Sono argomentazioni che, alla vigilia di elezioni europee in cui si prevede un forte successo dei partiti anti-Ue, dovrebbero far riflettere i governi. Non a caso nel
Consiglio europeo, dopo aver accettato un compromesso al ribasso sul meccanismo di risoluzione bancaria, i Ventotto hanno anche rinviato ad ottobre prossimo ogni decisione sugli «accordi contrattuali », che dovrebbero vincolare volontariamente gli Stati membri ad una serie di riforme strutturali per migliorarne la competitività. La questione avrebbe dovuto essere decisa in questo summit, poi era stata rinviata e infine è stata spostata ad ottobre, sotto presidenza italiana.

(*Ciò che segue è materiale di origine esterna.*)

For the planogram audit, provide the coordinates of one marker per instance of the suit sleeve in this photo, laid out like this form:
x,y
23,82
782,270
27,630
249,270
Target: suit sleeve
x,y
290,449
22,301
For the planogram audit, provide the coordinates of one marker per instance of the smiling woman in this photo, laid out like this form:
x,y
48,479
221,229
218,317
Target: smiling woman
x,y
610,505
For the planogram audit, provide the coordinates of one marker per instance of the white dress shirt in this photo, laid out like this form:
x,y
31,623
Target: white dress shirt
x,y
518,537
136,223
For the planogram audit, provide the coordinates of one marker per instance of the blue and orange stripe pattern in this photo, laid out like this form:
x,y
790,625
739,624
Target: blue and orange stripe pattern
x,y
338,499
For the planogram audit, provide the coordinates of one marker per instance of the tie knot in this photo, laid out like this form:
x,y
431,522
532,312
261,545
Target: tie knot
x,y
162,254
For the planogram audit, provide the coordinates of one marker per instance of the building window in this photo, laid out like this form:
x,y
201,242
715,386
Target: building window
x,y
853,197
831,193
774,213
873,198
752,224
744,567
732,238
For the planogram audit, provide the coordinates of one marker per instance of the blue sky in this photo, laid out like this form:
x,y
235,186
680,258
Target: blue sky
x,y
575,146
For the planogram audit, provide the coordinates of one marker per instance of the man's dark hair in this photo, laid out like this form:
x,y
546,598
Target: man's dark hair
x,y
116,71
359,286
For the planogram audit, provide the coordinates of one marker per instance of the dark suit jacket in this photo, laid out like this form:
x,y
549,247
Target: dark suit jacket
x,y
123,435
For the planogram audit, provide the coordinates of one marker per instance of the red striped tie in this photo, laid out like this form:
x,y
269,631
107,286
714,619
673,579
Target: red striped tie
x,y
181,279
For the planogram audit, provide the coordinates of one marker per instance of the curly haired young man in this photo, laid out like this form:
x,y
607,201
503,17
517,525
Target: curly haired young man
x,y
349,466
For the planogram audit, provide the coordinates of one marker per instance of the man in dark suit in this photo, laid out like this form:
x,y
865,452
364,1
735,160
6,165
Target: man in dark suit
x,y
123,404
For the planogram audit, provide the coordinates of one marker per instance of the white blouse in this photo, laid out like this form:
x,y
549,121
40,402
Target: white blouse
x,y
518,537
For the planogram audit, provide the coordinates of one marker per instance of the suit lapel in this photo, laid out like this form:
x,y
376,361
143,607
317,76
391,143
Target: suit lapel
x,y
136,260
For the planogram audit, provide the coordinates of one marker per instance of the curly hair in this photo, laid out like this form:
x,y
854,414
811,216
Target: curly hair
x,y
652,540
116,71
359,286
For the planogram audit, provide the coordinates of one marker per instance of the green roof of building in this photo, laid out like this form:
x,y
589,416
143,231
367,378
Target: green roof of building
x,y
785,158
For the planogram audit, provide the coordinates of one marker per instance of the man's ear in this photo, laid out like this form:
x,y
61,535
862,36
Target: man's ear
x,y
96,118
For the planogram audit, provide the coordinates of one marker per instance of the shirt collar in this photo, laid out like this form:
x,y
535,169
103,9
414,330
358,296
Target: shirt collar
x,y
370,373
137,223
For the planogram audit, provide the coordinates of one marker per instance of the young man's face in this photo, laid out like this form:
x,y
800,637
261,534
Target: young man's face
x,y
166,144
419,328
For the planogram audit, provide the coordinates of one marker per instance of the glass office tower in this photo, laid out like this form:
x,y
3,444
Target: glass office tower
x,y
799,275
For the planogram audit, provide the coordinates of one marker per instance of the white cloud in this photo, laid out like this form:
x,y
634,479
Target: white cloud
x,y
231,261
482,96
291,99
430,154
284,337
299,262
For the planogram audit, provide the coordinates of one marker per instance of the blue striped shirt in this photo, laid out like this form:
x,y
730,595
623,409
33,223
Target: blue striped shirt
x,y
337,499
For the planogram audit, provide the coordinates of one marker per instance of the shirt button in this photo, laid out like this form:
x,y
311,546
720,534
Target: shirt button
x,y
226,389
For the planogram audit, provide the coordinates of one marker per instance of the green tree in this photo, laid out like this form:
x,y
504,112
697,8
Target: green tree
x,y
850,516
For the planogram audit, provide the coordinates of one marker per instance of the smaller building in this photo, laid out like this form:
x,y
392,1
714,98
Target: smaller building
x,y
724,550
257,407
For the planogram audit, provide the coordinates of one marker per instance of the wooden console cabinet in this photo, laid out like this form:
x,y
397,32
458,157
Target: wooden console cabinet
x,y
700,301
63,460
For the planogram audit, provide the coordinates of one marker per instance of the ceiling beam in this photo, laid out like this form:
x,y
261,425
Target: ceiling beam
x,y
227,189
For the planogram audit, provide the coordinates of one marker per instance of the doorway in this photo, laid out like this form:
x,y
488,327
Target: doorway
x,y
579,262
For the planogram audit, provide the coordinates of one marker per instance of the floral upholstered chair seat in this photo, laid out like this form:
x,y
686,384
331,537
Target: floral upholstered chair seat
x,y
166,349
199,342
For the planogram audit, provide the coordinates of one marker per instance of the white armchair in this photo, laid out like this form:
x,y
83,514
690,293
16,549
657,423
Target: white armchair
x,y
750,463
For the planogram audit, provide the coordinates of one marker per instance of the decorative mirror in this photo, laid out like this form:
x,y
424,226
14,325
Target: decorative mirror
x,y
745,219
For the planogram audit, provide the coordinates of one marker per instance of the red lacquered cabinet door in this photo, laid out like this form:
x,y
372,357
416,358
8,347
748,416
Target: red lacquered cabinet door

Naturalmente il declassamento di S&P è stato accolto con irritazione dai leader europei. «Non cambia nulla», ha commentato il presidente francese Hollande. E il premier belga Di Rupo ha ricordato i molti errori dell'agenzia di rating, che non aveva previsto l'esplosione della crisi finanziaria. Rehn e Barroso hanno respinto le critiche ricordando che la Ue «non ha debiti e non ha deficit».

Ancora più sprezzante un altissimo dirigente dell'Unione: «S&P aveva previsto il collasso dell'euro e l'uscita della Grecia dall'Unione monetaria. Invece di giustificare questi errori clamorosi, ora si mette a declassare il nostro rating. Sarà un altro errore di cui non verrà chiamata a rendere conto».